Mario Vargas Llosa sieht den Liberalismus als Mittel gegen den Mainstream.
Mario Vargas Llosa
Foto: IN | Eine intellektuelle Integrität, wie Jean-François Revel sie hatte, ist für LLosa ein „Auslaufmodell“.

Vom Sozialismus hat er sich längst verabschiedet. Der peruanische Schriftsteller Mario Vargas Llosa, der sich auch immer wieder in der Politik seines Landes engagierte, hat nun ein Sachbuch über den Liberalismus veröffentlicht, der ihn lange Jahre begleitet und geprägt hat. Mit analytischem Scharfsinn, aber auch mit Freude an Anekdoten, erzählt Llosa über die großen Gestalten des Liberalismus wie Adam Smith, José Ortega y Gasset, Friedrich Hayek, Karl Popper, Raymond Aron, Isaiah Berlin und Jean-François Revel. Sie haben in ihren Gedanken das Individuum über die „Horde“ gestellt und damit über die Nation, die Klasse oder Partei, um die Werte für ein demokratisches Zusammenleben herauszustellen.

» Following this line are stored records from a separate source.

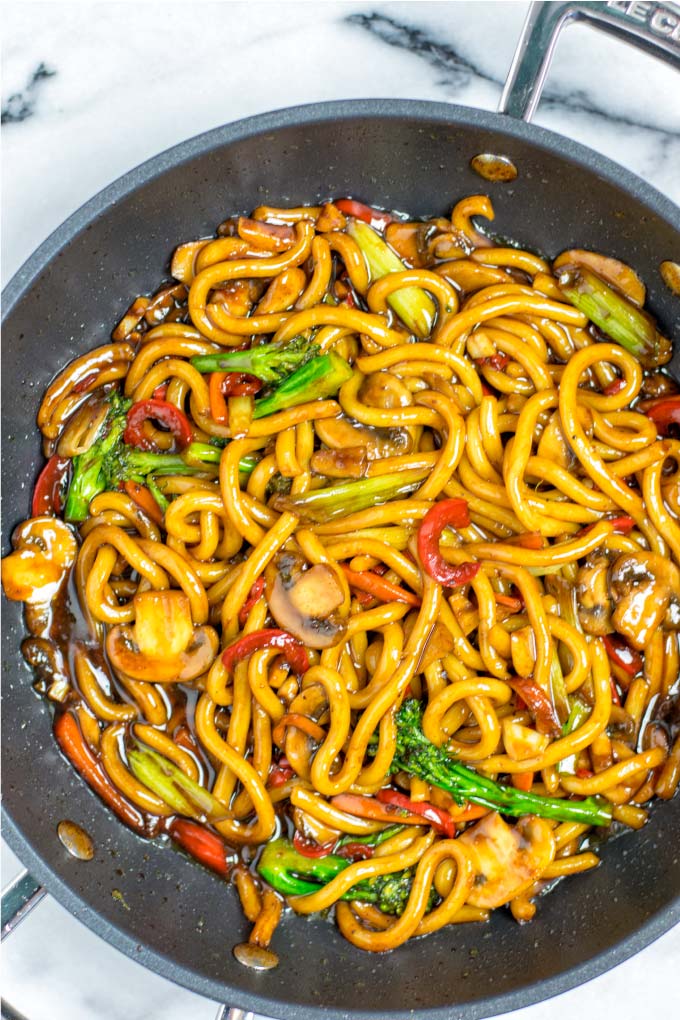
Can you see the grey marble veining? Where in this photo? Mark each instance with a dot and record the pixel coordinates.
(90, 90)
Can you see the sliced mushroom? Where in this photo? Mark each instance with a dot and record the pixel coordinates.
(341, 432)
(592, 593)
(45, 549)
(521, 742)
(507, 859)
(350, 462)
(385, 391)
(306, 602)
(312, 828)
(611, 269)
(163, 645)
(642, 587)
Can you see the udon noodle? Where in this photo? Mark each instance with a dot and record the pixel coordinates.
(395, 595)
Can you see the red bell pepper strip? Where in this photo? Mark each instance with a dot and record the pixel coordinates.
(77, 751)
(538, 703)
(145, 501)
(377, 218)
(157, 410)
(48, 494)
(368, 807)
(207, 848)
(253, 597)
(367, 580)
(218, 409)
(440, 820)
(623, 655)
(443, 514)
(616, 697)
(280, 773)
(664, 411)
(308, 848)
(293, 651)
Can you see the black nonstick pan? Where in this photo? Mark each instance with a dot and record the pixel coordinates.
(153, 904)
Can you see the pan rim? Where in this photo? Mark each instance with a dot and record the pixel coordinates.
(18, 286)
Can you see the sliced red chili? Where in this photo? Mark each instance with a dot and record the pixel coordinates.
(156, 410)
(377, 218)
(77, 751)
(522, 780)
(378, 588)
(254, 596)
(439, 820)
(446, 513)
(308, 848)
(49, 492)
(205, 846)
(623, 655)
(293, 651)
(144, 500)
(538, 703)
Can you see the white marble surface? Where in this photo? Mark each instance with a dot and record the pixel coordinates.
(132, 79)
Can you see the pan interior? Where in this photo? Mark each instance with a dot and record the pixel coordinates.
(182, 920)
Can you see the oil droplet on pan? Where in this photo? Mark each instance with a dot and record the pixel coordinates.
(671, 275)
(491, 167)
(255, 957)
(75, 840)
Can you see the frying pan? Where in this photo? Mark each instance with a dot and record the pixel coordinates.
(181, 920)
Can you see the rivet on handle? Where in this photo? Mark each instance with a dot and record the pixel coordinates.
(654, 28)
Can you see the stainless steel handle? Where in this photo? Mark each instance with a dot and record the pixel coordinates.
(18, 899)
(651, 27)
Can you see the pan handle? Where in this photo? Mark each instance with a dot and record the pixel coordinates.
(654, 28)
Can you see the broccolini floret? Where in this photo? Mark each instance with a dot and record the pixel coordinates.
(269, 362)
(416, 755)
(109, 461)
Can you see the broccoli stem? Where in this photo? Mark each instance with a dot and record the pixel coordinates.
(318, 378)
(615, 315)
(350, 497)
(271, 362)
(413, 305)
(418, 756)
(292, 873)
(89, 474)
(166, 780)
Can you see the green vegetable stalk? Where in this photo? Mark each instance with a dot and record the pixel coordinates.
(413, 305)
(418, 756)
(322, 505)
(294, 874)
(316, 379)
(270, 362)
(616, 315)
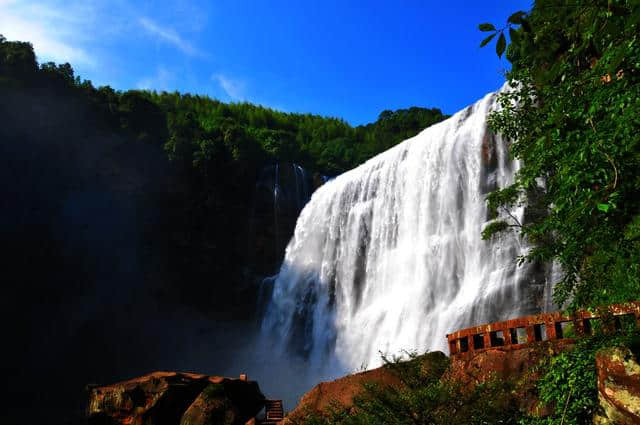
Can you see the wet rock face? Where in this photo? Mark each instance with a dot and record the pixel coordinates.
(171, 398)
(618, 387)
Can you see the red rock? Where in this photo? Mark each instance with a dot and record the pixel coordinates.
(342, 391)
(172, 398)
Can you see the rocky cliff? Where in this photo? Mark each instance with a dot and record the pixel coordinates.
(173, 398)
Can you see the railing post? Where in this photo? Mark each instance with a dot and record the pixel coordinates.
(550, 330)
(531, 333)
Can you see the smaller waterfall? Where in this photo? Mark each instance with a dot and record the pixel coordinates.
(282, 190)
(388, 256)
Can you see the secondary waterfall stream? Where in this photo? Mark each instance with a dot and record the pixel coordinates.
(388, 256)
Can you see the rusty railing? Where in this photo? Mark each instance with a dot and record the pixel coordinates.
(515, 333)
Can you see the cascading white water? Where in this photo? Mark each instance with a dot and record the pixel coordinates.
(389, 257)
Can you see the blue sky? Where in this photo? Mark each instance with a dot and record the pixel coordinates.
(338, 58)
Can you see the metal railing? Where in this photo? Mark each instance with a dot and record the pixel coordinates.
(515, 333)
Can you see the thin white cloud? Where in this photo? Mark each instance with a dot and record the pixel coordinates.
(168, 35)
(55, 36)
(160, 81)
(235, 89)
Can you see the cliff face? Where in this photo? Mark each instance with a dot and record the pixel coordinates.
(172, 398)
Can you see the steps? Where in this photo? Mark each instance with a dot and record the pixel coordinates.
(274, 412)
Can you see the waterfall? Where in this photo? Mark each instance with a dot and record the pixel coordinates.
(388, 256)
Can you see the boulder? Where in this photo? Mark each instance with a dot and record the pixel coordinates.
(174, 398)
(342, 391)
(618, 387)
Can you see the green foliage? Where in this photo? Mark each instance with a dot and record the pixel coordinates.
(517, 18)
(424, 399)
(572, 115)
(569, 381)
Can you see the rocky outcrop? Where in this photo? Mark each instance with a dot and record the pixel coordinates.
(173, 398)
(517, 366)
(618, 387)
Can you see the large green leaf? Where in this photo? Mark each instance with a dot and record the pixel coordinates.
(486, 27)
(488, 39)
(501, 45)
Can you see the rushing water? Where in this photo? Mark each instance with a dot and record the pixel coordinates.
(388, 256)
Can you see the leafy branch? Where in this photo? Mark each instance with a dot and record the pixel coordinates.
(516, 19)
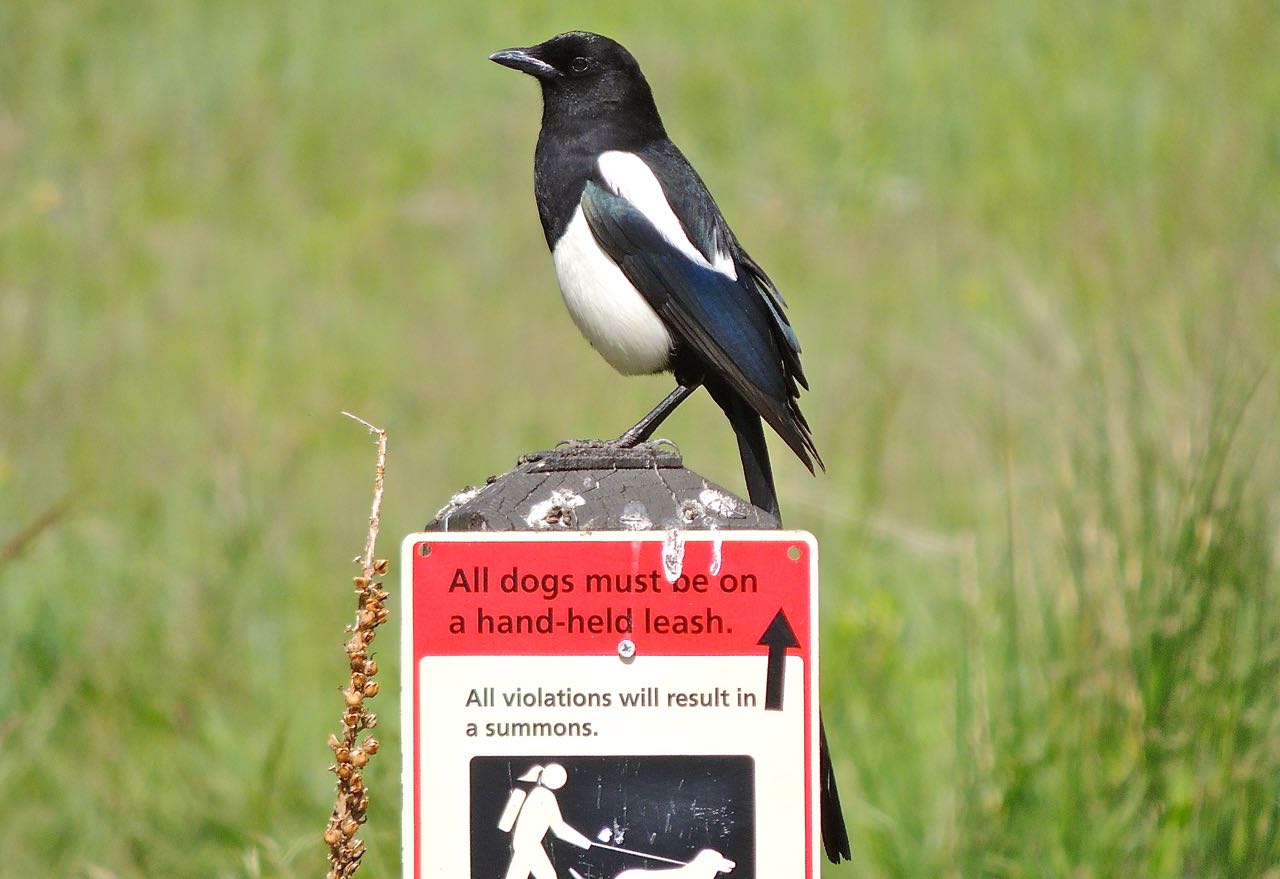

Llosa kennt die Lage in Südamerika genau und weiß auch über die abgründigen Details der Suche nach Freiheit zu berichten, die dem Westeuropäer zu akzeptieren eher schwerfallen. Er sieht so ungleiche Phänomene in ihrer Auffassung von Freiheit verbunden wie die literarische Romantik, die Mystik und die Klosterorden, die Sozialdemokratie oder die liberale Philosophie. Isaiah Berlin, der frühere Professor in Oxford für Sozialphilosophie und Politische Theorie, meinte, dass sich sogar manche Diktaturen auf ein gewisses Maß an Freiheit einstellen und sie zum Teil auch leben. „In Lateinamerika kennen wir das, und auch die Spanier haben es in den letzten Jahren unter Franco kennengelernt. Manche rechte Diktaturen, die Wert auf die wirtschaftlichen Freiheiten legen, garantieren ihren Bürgern – bei allen Übergriffen und Verbrechen, die sie begehen, so in Chile unter Pinochet – in der Regel eine größere ,negative Freiheit‘ als die sozialistischen und quasisozialistischen Regime wie in Kuba oder im heutigen Venezuela.“ Anders als in Gesellschaften mit einem positiven Freiheitsbegriff mit einer Vorstellung von Solidarität, Gerechtigkeit und Verantwortung in einer Gemeinschaft mit einem höheren und einzigen Ziel, setzt der negative Freiheitsbegriff nach Llosa eher auf die geschützten Varianten und Sonderfälle in einer Gesellschaft. Das sind eher die demokratischen Strukturen mit einem „Nebeneinander von Standpunkten und Anschauungen“, in denen die Freiheit der Person, der Religion oder Presse gewährt werden. John Stuart Mill oder Benjamin Constant sind große Vertreter dieser Position.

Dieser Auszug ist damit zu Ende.